Opponents of the new rule are pursuing several avenues to change it, including legislation that would make it far easier for employers to opt out of parts of the mandated coverage. When asked if they would cease insuring their employees if the new rule stands, leaders of several religious organizations said they would not, but also would not cover services that conflict with their religious principles.

Though federal and state laws exempt individual health care workers from participating in some procedures or services that contradict their religious convictions, the new rule would impact religious institutions that provide insurance to employees—from hospitals to universities to charities.

Democrats on the subcommittee argued that under the new rule, individuals’ conscience rights remain intact.

“This issue of conscience is so important,” said Rep. Jan Schakowsky, D-Ill. “I consider it as an individual right.”

Voicing his support of the new rule, Catholics for Choice President Jon O’Brien, said Catholics can wholeheartedly support the mandate, and should reject the church’s stance as unrepresentative and unfair to poor women who want and need the covered services.

“Having failed to convince Catholics in the pews, the United States Conference of Catholic Bishops and other conservative Catholic organizations are now attempting to impose their personal beliefs on all people by seeking special protection for their ‘conscience rights,”’ O’Brien said.
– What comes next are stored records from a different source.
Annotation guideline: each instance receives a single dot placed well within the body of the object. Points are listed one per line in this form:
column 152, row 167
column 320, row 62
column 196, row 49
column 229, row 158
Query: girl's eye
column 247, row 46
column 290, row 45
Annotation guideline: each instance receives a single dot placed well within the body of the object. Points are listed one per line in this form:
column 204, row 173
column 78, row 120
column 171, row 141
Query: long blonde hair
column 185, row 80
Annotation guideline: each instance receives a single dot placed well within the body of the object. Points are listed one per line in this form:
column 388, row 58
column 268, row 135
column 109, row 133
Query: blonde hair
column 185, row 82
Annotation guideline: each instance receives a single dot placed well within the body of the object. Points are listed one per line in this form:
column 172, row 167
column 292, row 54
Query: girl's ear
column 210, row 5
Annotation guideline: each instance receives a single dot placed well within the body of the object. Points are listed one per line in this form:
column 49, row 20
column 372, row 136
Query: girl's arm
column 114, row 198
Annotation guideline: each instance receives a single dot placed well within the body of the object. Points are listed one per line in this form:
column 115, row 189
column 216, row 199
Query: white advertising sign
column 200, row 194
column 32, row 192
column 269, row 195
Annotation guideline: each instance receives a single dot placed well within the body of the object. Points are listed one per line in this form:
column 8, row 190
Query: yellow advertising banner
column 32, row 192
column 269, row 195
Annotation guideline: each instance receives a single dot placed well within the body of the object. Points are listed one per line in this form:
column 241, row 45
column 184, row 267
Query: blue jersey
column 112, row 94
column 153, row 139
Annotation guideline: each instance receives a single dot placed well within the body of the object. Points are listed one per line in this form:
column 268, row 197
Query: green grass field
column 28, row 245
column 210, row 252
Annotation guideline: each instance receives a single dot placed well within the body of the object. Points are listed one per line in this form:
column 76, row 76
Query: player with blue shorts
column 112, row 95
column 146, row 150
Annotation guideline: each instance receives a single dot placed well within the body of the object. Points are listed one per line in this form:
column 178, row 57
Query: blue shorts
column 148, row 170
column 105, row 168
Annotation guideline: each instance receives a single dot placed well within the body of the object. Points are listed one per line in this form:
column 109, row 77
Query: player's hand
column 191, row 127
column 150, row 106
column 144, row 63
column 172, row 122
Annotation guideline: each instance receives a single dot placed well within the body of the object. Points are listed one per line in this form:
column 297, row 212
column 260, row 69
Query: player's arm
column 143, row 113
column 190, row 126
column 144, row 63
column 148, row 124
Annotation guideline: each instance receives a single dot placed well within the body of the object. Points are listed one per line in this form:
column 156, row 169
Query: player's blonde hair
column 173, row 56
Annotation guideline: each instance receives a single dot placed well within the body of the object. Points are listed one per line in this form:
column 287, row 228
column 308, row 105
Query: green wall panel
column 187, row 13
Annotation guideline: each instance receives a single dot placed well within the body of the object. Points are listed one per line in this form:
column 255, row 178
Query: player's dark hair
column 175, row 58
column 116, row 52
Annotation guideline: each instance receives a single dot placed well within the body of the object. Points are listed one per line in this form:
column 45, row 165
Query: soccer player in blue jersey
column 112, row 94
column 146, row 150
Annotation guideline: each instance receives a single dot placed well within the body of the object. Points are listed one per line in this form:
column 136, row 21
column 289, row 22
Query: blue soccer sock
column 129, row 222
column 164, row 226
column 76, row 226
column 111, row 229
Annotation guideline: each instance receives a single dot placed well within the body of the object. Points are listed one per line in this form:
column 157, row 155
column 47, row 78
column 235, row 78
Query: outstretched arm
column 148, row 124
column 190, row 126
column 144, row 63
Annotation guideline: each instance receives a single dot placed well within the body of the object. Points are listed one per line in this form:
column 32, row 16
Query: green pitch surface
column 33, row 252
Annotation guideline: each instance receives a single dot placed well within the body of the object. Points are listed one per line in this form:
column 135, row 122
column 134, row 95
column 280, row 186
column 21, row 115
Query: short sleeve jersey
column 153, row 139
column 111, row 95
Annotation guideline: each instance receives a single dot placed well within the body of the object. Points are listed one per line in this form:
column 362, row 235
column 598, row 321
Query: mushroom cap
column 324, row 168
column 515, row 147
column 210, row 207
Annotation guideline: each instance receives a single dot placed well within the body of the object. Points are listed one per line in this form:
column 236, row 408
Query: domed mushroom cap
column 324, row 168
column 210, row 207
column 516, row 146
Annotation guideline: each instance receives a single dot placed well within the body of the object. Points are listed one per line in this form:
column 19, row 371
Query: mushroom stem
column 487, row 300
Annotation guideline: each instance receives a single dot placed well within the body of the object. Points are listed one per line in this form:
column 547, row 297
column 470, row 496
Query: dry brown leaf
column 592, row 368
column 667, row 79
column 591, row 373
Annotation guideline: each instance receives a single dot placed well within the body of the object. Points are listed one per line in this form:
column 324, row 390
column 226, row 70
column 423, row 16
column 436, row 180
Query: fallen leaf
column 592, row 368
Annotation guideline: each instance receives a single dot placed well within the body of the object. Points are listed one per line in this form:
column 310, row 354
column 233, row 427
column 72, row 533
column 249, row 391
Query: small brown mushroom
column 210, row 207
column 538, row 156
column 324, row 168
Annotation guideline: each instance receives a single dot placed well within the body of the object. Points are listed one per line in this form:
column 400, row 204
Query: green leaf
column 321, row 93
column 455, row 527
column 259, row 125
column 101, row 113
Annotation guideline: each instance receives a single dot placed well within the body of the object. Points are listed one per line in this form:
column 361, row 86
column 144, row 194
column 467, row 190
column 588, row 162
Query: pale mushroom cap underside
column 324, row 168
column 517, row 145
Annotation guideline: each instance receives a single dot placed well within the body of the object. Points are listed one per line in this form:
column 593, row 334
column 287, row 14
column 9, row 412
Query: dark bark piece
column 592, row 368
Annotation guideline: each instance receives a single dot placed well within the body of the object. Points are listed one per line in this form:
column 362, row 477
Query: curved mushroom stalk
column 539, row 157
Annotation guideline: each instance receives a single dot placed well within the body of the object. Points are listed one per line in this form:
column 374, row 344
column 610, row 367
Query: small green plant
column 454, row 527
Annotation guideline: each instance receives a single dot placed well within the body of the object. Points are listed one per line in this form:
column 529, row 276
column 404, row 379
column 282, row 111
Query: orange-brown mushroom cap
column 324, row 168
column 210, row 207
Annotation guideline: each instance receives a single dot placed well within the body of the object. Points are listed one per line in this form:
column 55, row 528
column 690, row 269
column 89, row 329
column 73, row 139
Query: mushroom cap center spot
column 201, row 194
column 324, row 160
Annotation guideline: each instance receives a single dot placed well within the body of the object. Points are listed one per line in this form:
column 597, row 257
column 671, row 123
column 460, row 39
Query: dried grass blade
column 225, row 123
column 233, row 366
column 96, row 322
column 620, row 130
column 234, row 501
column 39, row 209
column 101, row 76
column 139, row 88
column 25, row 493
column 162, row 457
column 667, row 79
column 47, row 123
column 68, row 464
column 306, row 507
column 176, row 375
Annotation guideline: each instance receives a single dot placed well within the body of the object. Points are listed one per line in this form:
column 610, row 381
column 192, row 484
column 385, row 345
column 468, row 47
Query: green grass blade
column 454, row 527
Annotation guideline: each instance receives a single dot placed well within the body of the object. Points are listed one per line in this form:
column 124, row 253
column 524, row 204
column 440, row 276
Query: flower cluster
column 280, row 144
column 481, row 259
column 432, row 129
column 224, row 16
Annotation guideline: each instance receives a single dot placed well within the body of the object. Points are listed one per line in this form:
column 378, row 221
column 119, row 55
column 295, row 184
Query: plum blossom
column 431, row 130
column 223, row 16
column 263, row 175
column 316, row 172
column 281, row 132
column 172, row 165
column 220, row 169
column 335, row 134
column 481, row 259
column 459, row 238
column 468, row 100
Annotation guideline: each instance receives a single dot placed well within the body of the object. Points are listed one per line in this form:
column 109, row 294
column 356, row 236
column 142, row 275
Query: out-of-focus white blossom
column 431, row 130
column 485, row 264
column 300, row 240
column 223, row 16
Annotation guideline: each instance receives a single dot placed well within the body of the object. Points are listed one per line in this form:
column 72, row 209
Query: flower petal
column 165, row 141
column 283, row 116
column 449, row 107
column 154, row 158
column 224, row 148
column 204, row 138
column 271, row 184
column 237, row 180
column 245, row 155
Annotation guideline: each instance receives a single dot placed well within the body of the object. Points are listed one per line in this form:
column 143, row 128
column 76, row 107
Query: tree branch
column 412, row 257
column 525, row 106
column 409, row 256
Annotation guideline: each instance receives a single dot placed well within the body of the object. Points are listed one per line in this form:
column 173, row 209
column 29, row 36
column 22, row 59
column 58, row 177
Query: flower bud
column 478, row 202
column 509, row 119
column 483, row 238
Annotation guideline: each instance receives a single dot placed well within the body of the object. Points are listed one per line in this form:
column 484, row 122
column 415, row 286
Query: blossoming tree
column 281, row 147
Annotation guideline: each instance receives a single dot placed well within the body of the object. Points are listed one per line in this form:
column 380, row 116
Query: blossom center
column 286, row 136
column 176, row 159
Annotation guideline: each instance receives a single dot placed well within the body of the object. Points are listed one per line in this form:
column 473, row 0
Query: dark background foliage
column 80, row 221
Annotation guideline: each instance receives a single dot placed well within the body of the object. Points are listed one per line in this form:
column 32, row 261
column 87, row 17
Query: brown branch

“They claim to represent all Catholics when, in truth, theirs is the minority view.”

O’Brien’s testimony sparked a stinging rebuke from Rep. Tim Murphy, a Catholic Republican from Pennsylvania, who argued that widespread support for an immoral practice does not make it moral, whether it’s birth control or slavery.

“Conscience, sir, is not convenience,” Murphy told O’Brien.

The new rule does provide a religious exemption—but it seemed to please no one in the hearing room.

Nonprofit religious organizations that primarily employ and serve people who share the group’s religious beliefs do not have to cover services they find objectionable on religious grounds, according to the Department of Health and Human Services.

For many rule proponents, the exemption should not exist. For those opposed to the rule, it is far too narrow.

“The potential ‘religious exemption’ in the contraception mandate—exempting only a nano-sector of ‘religious employers’ from the guidelines—is meaningless to conscientiously objecting health care professionals, insurers and patients,” said Christian Medical Association CEO David L. Stevens.

“There is no escape from the HHS mandate,” echoed Bill Cox, president of The Alliance of Catholic Health Care, which represents four California hospital systems.

Dr. Mark Hathaway, who works at Washington Hospital Center, a few miles from the hearing room, told the committee the reach of the new rule is a “breakthrough” for millions of women who can’t afford contraception, and who are not physically, emotionally and financially prepared for an unplanned pregnancy.

“Finally,” Hathaway said, “all women will gain access to insurance coverage of family planning services regardless of income.”

Wednesday’s hearing was the second time in a week that Catholic leaders warned Congress about threats to religious institutions. Last week, the bishops’ new point man on religious liberty said churches are being squeezed out of adoption and foster care services because of their opposition to same-sex marriage or civil unions.